The Department of Psychology would like to recognize Barbara-Shae Jackson as the recipient of the Psychology Outstanding Thesis Award.  Impressively, she is also a Southern Regional Education Board (SREB) scholar.  Ms. Jackson is an advisee of Dr. Sheila Black in the Cognitive sub-area.  Her thesis project entitled, “The Color Line: The Influence of Race on Aesthetic Experience and its Inferred Connection to Implicit Racial Bias” was chosen from a competitive pool of submissions.  Her thesis abstract is below. Congrats Barbara-Shae!

Title: The Color Line: The Influence of Race on Aesthetic Experience and its Inferred Connection to Implicit Racial Bias

Abstract

Implicit bias literature widely reports that biases shape perception in a number of real-world situations. However, a review of literature found no existing implicit bias studies that focus on the activation of biases during the process of art assessment. The current study fills this empirical gap.  

Eighty-nine students (black — 33; white — 56) participated in a study on art interpretation where they judged fifteen paintings in four categories— Mainstream, Blackstream, Activist and Political— and reported on three dimensions related to their assessment, like, comfort and valence.   

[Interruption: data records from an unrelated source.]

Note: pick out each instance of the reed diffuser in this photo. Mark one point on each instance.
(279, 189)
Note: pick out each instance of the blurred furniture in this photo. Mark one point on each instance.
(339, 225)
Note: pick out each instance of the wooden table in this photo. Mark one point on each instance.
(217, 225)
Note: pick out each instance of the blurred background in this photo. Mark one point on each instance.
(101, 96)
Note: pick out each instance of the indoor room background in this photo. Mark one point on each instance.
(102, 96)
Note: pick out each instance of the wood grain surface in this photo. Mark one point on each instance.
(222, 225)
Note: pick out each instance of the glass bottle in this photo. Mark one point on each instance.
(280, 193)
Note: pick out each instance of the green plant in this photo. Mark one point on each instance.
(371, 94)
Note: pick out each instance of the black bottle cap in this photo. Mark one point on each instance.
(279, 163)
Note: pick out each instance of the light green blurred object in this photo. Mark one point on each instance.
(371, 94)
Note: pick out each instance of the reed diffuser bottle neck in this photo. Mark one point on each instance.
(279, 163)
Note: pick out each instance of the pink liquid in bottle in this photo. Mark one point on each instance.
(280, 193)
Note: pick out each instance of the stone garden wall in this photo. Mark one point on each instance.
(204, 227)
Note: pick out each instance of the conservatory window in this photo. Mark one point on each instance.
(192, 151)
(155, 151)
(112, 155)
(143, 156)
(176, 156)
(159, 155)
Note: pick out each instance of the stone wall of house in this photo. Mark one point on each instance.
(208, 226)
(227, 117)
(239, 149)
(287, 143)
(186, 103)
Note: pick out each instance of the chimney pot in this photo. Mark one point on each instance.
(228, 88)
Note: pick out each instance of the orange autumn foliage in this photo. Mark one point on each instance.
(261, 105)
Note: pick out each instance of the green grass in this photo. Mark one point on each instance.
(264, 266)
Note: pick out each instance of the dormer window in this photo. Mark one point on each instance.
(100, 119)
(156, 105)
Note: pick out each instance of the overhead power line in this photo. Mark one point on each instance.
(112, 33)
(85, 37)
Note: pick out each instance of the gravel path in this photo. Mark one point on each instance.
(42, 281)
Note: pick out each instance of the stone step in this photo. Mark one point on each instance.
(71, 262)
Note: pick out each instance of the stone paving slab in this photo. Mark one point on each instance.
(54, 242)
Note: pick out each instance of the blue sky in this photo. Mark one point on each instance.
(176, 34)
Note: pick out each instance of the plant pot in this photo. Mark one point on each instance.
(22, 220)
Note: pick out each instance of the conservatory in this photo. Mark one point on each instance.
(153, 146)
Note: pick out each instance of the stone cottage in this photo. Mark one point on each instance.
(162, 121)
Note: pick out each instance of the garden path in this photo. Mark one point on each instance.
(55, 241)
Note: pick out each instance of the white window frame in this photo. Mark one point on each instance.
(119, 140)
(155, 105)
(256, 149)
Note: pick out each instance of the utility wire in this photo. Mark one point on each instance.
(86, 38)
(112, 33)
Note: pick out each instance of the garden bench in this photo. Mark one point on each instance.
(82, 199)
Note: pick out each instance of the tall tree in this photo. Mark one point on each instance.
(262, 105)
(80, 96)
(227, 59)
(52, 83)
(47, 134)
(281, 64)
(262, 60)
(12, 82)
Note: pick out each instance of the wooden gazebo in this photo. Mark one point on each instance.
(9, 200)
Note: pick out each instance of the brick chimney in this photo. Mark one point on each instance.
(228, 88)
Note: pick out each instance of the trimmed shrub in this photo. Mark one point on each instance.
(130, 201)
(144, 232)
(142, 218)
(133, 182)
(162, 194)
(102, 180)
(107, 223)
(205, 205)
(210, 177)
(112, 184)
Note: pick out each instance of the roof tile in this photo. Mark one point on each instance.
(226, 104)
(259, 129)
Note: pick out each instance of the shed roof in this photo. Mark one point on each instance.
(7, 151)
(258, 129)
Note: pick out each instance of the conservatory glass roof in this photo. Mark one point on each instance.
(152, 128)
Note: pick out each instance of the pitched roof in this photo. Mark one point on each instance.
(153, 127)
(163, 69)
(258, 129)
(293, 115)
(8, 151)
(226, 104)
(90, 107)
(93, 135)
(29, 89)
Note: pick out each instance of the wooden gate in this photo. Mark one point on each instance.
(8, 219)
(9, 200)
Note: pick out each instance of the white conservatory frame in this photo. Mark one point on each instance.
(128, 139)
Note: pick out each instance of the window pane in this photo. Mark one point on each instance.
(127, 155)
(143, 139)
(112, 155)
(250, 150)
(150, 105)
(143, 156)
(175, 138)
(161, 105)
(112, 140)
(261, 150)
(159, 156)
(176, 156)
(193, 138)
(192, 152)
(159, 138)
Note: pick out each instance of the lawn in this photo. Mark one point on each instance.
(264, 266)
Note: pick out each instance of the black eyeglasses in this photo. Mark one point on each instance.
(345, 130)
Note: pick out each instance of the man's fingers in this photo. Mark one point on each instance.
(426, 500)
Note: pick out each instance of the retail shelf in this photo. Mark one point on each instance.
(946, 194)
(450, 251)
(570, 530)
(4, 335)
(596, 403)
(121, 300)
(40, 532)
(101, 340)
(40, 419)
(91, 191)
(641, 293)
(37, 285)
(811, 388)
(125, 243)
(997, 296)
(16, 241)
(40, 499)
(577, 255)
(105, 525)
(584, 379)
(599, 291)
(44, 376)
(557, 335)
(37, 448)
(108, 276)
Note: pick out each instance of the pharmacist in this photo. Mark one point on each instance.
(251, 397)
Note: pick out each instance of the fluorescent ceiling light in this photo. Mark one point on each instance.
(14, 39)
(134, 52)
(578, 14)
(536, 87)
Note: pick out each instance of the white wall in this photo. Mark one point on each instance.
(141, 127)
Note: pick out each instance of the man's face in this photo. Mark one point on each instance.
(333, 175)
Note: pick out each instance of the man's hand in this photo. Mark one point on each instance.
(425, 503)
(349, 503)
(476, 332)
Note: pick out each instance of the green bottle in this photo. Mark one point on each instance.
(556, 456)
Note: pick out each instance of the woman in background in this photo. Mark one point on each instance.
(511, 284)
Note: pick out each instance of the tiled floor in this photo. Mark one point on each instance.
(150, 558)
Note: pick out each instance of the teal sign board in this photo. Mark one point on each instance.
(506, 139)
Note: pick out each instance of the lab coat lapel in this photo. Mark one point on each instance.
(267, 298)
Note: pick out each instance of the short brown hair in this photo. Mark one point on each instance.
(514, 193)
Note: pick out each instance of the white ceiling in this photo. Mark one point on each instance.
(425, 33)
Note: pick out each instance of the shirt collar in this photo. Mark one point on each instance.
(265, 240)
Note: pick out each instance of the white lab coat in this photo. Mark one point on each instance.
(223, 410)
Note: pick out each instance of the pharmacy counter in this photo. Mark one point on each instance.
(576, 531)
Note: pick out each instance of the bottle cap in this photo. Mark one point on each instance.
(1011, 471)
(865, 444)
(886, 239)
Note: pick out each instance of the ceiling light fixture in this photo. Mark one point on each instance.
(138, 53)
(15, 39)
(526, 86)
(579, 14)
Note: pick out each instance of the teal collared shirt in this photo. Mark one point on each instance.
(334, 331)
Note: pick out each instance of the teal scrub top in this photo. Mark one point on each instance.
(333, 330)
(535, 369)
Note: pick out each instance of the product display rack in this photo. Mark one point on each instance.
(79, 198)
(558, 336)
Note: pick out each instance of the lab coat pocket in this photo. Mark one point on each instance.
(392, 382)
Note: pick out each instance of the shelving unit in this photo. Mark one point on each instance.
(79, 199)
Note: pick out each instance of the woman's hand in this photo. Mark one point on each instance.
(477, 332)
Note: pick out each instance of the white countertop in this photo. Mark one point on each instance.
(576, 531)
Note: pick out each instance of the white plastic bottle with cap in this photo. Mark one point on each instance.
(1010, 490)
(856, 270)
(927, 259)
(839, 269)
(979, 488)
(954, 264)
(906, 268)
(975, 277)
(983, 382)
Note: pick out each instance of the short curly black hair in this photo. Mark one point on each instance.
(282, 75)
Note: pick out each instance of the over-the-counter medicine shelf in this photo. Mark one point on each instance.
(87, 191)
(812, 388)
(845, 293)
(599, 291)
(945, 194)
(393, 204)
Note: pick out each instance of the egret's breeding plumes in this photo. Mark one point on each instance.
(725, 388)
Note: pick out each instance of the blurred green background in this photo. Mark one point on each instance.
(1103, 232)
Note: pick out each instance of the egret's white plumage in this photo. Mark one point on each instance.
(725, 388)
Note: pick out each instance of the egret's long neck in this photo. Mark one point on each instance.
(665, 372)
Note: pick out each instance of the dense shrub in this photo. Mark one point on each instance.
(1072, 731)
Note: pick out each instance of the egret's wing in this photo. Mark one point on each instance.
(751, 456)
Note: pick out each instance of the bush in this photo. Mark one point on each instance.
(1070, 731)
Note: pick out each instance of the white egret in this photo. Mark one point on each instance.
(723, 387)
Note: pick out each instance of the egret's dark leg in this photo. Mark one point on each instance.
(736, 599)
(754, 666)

An analysis of the data determined that the Blackstream category yielded significant results on the dimension of comfort with white people being less comfortable with images in the Blackstream category than blacks. No other significant results were found on the dimensions of comfort or like in the other art categories, indicating that there were no significant differences in participant responses to the artworks in these categories. A word analysis on the written interpretations of the paintings was conducted on the dimensions of positive, neutral and negative language usage, which indicated that whites responded less positively than blacks to art in the Blackstream category.  

These findings indicate that race plays a role in the interpretation of paintings, specifically those in the black art category. A future study will examine how age, executive functioning, openness to experience, explicit and implicit racism play a role in mediating the responses of black and white participants to artworks.